Bush: The 1976 Proctor Rails: the impossible dream

From SABR member Anthony Bush at Rails Baseball on March 26, 2016:

The Boston Red Sox’ 1967 season is called The Impossible Dream. The Red Sox won the American League pennant on the last day of the season in the closest pennant race in baseball history. Named for the popular song from the 1965 Broadway play Man of La Mancha, based on Cervantes’s Don Quixote, the theme of humankind’s unquenchable spirit fit Boston’s against-all-odds success. The Red Sox’ first league championship in 21 years was the culmination of a team overcoming low expectations and of their solitary warrior, Carl Yastrzemski, triumphing time and again at bat during the final days of the season.

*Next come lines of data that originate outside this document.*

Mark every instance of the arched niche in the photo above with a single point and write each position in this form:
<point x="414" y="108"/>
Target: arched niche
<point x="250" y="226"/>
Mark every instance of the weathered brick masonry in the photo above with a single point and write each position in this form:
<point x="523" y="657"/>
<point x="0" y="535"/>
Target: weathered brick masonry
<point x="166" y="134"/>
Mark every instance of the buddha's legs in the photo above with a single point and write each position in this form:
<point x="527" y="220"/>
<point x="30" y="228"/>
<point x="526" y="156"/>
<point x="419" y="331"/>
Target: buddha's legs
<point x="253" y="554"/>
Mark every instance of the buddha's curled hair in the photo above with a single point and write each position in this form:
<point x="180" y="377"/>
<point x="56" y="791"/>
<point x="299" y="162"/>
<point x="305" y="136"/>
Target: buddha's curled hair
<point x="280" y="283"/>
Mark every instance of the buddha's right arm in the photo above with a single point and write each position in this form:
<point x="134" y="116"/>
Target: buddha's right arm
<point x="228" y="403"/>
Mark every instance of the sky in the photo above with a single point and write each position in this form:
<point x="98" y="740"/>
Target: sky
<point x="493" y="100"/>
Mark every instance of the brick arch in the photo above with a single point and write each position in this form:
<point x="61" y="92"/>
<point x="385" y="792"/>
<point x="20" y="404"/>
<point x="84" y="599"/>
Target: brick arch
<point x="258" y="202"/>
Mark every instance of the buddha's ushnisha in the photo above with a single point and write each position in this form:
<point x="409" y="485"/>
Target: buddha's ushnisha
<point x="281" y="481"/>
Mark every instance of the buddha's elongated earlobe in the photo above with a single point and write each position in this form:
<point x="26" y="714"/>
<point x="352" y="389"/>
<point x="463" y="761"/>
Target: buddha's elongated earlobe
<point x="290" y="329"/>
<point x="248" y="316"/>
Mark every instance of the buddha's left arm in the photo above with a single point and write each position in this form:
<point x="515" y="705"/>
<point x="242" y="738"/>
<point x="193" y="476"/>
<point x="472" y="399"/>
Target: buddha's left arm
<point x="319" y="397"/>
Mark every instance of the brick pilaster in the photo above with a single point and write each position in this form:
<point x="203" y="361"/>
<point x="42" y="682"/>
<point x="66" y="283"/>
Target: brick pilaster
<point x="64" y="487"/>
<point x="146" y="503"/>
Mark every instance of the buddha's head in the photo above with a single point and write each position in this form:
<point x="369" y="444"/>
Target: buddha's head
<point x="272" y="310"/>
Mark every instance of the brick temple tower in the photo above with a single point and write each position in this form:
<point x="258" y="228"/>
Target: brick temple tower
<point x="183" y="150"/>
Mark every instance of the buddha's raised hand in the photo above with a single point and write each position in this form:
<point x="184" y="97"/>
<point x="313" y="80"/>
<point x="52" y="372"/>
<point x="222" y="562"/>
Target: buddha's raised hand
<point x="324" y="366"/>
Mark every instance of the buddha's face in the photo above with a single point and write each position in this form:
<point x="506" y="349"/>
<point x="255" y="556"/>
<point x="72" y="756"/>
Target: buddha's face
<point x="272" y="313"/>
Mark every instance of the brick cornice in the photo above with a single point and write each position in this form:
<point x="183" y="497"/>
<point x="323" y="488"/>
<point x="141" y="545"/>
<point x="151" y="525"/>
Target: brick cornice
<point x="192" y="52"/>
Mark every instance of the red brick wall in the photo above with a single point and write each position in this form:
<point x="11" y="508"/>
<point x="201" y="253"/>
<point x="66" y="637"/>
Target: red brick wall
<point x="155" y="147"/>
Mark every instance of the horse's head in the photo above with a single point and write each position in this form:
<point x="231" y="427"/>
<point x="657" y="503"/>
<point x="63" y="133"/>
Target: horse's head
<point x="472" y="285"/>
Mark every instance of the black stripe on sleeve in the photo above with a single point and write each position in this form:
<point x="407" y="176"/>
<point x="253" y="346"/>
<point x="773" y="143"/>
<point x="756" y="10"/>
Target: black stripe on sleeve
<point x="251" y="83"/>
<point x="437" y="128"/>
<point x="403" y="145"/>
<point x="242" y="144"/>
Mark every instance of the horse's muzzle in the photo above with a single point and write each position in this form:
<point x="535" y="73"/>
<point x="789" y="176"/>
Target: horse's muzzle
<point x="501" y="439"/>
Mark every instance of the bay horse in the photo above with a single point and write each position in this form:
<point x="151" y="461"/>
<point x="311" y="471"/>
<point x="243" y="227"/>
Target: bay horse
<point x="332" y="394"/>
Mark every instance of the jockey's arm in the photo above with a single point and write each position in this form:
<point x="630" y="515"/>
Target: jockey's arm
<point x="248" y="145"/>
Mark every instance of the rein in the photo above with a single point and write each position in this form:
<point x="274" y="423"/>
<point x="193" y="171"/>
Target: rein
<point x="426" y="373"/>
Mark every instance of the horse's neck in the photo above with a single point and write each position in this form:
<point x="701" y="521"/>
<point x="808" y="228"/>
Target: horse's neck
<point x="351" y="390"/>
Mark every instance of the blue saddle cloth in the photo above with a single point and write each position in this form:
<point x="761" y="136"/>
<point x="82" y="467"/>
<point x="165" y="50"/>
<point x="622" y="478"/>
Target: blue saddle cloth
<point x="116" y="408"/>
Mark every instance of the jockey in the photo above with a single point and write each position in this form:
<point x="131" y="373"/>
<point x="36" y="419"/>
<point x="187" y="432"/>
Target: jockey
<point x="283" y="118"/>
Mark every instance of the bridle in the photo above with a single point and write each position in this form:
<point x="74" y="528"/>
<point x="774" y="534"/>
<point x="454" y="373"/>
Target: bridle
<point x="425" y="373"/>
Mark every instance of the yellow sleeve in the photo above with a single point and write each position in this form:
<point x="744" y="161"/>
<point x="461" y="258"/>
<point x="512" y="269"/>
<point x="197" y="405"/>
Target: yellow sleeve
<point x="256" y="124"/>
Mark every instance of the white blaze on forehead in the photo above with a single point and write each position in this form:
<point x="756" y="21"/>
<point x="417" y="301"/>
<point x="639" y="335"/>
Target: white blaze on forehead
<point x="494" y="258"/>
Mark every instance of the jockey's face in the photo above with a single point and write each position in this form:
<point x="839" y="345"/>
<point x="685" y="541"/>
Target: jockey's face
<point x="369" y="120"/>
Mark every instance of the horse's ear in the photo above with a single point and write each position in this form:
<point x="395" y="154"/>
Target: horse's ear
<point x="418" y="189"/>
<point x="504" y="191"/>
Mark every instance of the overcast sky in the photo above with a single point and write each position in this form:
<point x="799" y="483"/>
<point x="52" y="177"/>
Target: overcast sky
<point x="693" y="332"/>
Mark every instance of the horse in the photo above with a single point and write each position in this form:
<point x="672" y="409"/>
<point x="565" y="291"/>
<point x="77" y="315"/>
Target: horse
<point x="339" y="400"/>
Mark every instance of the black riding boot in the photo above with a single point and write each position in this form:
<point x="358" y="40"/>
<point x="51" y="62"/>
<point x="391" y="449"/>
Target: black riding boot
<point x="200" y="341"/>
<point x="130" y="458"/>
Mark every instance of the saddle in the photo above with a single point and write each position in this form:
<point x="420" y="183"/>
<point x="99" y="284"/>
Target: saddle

Baseball is the ultimate sport for showcasing individual accomplishment within a team effort. You can’t pass the ball to your best player like in other sports; in fact it’s the only sport where the defense has the ball. Everybody gets their turn at bat. And there’s no telling to which fielder the ball will be hit. But, occasionally, one player makes such an impact that it seems as if he’s an unstoppable force. Yastrzemski batted 7-for-8 with a home run and six RBI in the last two games of the season against one of the teams with which the Sox were tied in the standings, the Minnesota Twins, en route to winning the American League MVP and Triple Crown awards.

Of course, the Red Sox lost to the Cardinals in the World Series.

Nine years later, and just months removed from the Red Sox losing, again, in the 1975 World Series, the U. S. Bicentennial year saw Bruce Jenner’s inspirational gold medal decathlon performance at the Montreal Olympics. Later in the year, two other underdog stories unfolded on the national scene, one in real life and one on the silver screen: dark horse Jimmy Carter won the White House over incumbent Gerald Ford, and Sylvester Stallone’s Rocky knocked out the competition at the box office. Before those long shots, the Proctor Rails baseball program had its version of the Impossible Dream led by its own solitary warrior, sophomore pitcher Dale Nikko. Nikko’s iron-man performance in the playoffs deserves such a hyperbolic comparison. What he and the Rails accomplished truly stands out as Proctor’s Impossible Dream.